Ramesses X

Ramesses X

Khepermaatre Ramesses X (also written Ramses and Rameses) (ruled c. 1111 BC – 1107 BC) was the ninth pharaoh of the 20th Dynasty of Ancient Egypt. His birth name was Amonhirkhepeshef. His prenomen or throne name, Khepermaatre, means “The Justice of Re Abides.”

His accession day fell on one prt 27 (first month of the Winter season, day 27). His highest attested regnal year is year 3. The highest attested date in his reign is either “year 3, the second month of the Inundation season, day 2” or possibly “year 3, month 4 (no day given)”.

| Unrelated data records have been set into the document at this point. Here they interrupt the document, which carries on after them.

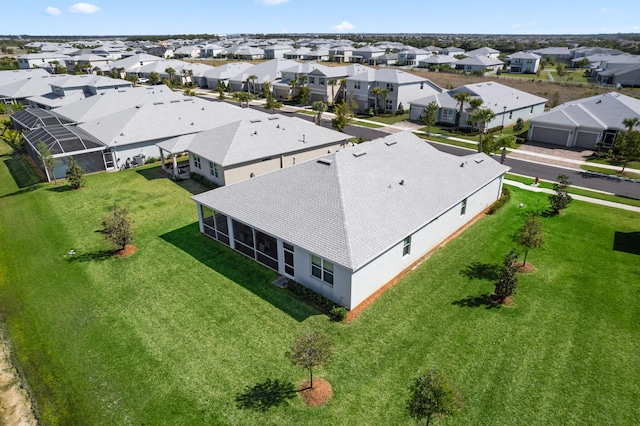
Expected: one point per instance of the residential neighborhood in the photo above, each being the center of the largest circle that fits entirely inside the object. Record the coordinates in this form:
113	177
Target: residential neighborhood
312	228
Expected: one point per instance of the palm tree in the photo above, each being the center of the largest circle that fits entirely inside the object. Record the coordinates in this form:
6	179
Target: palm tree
481	117
385	95
171	73
462	98
333	82
319	107
376	92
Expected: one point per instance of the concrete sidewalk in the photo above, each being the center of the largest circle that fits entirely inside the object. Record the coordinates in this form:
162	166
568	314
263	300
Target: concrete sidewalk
574	196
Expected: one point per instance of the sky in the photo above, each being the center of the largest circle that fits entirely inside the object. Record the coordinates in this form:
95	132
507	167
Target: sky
162	17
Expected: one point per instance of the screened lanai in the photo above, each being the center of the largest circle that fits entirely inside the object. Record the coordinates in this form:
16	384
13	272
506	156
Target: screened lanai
64	142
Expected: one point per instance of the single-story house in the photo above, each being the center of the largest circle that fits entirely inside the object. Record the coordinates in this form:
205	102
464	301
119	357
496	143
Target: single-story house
507	103
254	146
346	224
585	122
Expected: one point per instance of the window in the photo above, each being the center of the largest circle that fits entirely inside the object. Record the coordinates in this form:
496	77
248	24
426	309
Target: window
406	246
213	168
322	269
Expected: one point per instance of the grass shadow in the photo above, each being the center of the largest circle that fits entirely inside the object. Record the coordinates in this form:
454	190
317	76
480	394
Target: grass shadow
92	256
482	301
482	271
265	395
22	171
628	242
239	269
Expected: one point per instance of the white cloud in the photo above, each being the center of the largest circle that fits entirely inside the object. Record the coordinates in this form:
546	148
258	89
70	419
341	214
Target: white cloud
52	11
272	2
84	8
344	26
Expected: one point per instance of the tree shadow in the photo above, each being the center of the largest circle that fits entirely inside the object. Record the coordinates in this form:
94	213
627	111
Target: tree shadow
263	396
484	300
628	242
482	271
92	256
238	268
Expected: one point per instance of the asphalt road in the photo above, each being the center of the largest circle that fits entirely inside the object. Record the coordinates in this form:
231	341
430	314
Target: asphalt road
578	178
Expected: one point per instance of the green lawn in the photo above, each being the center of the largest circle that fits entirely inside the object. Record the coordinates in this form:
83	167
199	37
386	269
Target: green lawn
173	333
577	191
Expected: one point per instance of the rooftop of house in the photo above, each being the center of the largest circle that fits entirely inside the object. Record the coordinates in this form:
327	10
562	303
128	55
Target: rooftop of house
354	204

Since Ramesses XI came to the throne on three šmw 20 (third month of the Summer season, day 20), it automatically follows that Ramesses X must have lived into an as yet unattested regnal year 4. The theory put forward on astronomical grounds by Richard Parker that Ramesses X may have reigned for nine years has since been abandoned. Likewise, the suggested ascription of Theban graffito 1860a to a hypothetical year 8 of Ramesses X is no longer supported.

The English Egyptologist Aidan Dodson wrote in a 2004 book:

No evidence indicates the relationship between the final kings, Ramesses IX, X and XI. If they were a father-son succession, Tyti, who bears the titles of King’s Daughter, King’s Wife and King’s Mother, would seem [to be] a good candidate for the wife of Ramesses X, but little else can be discerned.

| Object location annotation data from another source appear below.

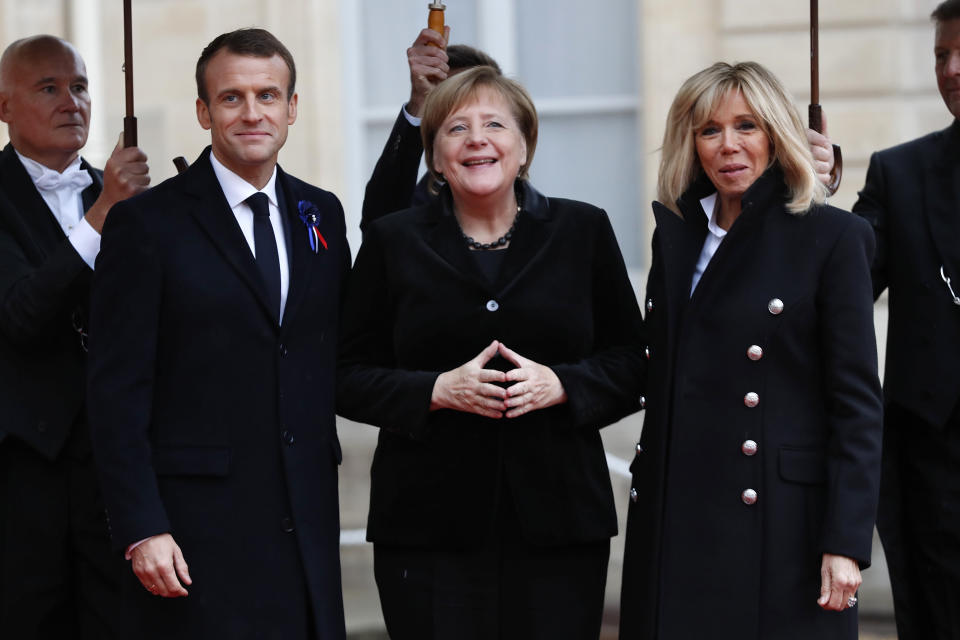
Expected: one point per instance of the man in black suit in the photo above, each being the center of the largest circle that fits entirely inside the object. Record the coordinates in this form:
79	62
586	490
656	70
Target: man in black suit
393	185
57	576
912	198
213	337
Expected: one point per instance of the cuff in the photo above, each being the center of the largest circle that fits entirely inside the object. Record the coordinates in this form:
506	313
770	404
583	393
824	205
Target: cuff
126	554
86	241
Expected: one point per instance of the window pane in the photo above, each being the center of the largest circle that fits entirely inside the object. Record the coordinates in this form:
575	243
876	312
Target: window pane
587	48
389	28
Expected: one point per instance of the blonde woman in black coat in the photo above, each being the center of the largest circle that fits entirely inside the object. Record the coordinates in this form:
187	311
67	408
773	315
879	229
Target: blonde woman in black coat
490	334
756	476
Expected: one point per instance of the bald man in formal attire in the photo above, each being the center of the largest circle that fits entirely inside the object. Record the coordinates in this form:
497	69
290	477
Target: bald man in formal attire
57	576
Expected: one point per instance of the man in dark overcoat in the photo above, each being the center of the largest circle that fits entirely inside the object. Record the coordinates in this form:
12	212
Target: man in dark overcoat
912	199
58	578
213	336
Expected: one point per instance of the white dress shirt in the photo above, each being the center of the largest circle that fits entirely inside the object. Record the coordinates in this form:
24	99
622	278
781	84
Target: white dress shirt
61	191
237	190
711	243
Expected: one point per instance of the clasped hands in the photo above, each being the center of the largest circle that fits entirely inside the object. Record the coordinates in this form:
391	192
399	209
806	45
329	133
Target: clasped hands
472	389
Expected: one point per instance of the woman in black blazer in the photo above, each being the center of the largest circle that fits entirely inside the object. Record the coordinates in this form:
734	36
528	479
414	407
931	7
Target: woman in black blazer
756	475
490	335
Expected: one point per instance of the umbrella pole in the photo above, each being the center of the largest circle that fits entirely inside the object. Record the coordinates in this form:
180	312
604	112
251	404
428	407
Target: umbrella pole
129	121
815	114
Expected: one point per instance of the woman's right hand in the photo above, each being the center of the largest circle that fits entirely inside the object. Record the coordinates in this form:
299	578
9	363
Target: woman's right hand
469	387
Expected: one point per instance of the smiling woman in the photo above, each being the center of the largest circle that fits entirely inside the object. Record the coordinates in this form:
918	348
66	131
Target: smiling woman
489	334
759	456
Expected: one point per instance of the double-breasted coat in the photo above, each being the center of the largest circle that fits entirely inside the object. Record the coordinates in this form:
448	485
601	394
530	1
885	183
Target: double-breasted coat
214	421
417	305
761	444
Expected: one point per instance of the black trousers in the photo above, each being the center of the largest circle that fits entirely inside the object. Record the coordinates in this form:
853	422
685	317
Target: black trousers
58	576
508	589
919	524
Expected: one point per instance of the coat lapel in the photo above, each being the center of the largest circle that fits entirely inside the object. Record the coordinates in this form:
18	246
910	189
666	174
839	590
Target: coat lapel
445	238
679	243
942	205
210	209
531	238
29	216
300	254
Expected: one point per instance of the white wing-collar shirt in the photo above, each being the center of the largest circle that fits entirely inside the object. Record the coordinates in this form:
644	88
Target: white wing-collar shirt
61	191
711	243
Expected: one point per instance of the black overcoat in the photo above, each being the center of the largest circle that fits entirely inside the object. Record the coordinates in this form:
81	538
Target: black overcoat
783	311
417	305
44	286
213	421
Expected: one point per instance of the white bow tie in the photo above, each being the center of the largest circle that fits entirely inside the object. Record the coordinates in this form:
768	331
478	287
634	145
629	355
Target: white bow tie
73	178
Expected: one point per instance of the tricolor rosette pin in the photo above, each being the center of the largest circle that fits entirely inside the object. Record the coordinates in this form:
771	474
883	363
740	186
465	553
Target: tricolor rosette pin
311	219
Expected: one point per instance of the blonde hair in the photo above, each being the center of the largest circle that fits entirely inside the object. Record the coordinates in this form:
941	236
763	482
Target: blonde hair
462	87
777	116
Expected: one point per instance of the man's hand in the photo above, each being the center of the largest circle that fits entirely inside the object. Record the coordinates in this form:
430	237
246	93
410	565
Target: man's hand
825	157
428	67
157	562
822	150
125	175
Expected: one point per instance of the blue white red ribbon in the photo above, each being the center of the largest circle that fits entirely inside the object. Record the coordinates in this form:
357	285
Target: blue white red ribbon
310	215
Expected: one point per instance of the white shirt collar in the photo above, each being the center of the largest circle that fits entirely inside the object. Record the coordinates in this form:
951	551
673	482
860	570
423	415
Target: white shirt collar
710	204
236	189
36	170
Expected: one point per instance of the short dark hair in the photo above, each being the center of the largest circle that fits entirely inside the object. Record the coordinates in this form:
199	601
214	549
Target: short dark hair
461	57
947	10
258	43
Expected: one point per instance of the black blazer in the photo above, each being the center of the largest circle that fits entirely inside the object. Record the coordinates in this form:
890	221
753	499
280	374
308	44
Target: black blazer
209	419
44	285
912	199
753	570
417	305
393	185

However, Dodson’s hypothesis here on Tyti’s position must now be discarded since it was proven in 2010 that Tyti was instead a queen of a previous 20th dynasty pharaoh. She is mentioned in the partly fragmented Harris papyrus as Ramesses III’s wife, as Dodson himself acknowledges.

Ramesses X is a poorly documented king. His year two is attested by Papyrus Turin 1932+1939, while his third year is recorded in the Necropolis Journal of the Workmen of Deir El Medina. This diary mentions the general idleness of the necropolis workers, at least partly due to the threat posed by Libyan marauders in the Valley of the Kings. It records that the Deir El-Medina workmen were absent from work in Year 3 IIIrd Month of Peret (i.e., Winter) days 6, 9, 11, 12, 18, 21 and 24 for fear of the “desert-dwellers” (i.e., the Libyans or Meshwesh) who roamed through Upper Egypt and Thebes at will. This is partly a reflection of the massive Libyan influx into the Western Delta region of Lower Egypt during this time. Ramesses X is also the last New Kingdom king whose rule over Nubia is attested from an inscription at Aniba.

His KV18 tomb in the Valley of the Kings was left unfinished. It is uncertain if he was ever buried there since no remains or fragments of funerary objects were discovered within it.